Doesn’t seem too far away from what I have working… I personally retrieve locally set variables from the game instance on the player controllers since they have total access to any local variable set there. If I wish to persist changes after the game is closed or have certain loadouts, I’ll use save game so I can always instantiate those on the game instance when the player fires up the game.
From there I can replicate any of these game instance variables to any other player from the *player controllers over to the player state and player character and so on… I’m sure this method isn’t cheat proof, but it works. It is a little tricky syncing everything in the appropriate order to replicate and fire, so that is the only major hurdle I think.
I find it easy to communicate those replicated actions and variables(character changes and such) to the player character from the player controllers with RPC’s and Rep Notify functions. That is once they are retrieved from the local player’s game instance via the controller.
I can move between servers and levels and pull all these variables anywhere since they persist until I change them back and forth and any player controller you use can access them as well at any time.
As far as I have tinkered with on skeletal meshes, I was able to just Set Skeletal Mesh on the character blueprint to easily change between already targeted skeletal meshes in-game(not addressing replication). You could expose that variable on spawn and run the Set Skeletal Mesh on event begin play of the character blueprint…
If you have components attached to that character, you may need to show/hide each of them when you make the changes unless all your meshes are very similar and replicate those actions.
You could easily store these mesh variables on the game instance and run your replicated logic from any player controller after post login.
So in the menu if the player selects a character, you could set that variable on the game instance to something like “SkeletalMeshToSpawn” and then when you travel into the level, the new player controller or the same one will restart and you can get that non replicated game instance variable and set it on the appropriate blueprint, but at this point you would need to replicate it.
I feel like you can use any number of player controllers, levels and game modes without causing any issues or changing anything.
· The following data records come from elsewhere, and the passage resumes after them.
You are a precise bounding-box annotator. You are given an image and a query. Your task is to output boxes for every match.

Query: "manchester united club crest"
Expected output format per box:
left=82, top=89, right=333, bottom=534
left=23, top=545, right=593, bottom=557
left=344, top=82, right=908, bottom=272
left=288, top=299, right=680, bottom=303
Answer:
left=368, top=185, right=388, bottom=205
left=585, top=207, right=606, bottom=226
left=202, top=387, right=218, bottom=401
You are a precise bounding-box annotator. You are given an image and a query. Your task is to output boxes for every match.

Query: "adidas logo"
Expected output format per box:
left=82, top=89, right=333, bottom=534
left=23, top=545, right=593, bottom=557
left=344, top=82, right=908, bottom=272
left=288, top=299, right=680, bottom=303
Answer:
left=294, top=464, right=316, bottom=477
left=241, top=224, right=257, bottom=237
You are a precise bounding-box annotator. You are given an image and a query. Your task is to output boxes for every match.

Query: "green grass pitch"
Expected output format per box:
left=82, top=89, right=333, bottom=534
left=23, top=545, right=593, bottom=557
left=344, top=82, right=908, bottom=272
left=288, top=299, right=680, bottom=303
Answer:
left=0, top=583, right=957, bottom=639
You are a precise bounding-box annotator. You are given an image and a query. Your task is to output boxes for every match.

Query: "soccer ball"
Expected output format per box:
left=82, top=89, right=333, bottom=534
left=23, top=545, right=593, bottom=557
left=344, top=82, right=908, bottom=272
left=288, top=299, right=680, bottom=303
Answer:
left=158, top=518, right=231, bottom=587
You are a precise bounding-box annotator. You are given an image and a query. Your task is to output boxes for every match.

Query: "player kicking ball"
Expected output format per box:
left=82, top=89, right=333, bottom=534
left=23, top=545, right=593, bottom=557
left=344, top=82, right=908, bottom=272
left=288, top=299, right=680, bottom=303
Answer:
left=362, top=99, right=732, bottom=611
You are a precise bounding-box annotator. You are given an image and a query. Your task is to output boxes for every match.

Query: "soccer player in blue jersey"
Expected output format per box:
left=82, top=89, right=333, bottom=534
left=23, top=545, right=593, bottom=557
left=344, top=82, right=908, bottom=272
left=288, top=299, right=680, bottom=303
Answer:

I find personally the only way to keep all those in sync without any hiccups is using a single Game State across the whole game. I use the level blueprint to tell the game state where it is and it will run anything anywhere accordingly. I do know that no matter what, unless the game is switched off, I can always find stored variables on the game instance no matter where the player is.
There are other ways, but people rarely talk about them apart from using a database, which is probably a more secure, but proportionally difficult way lol.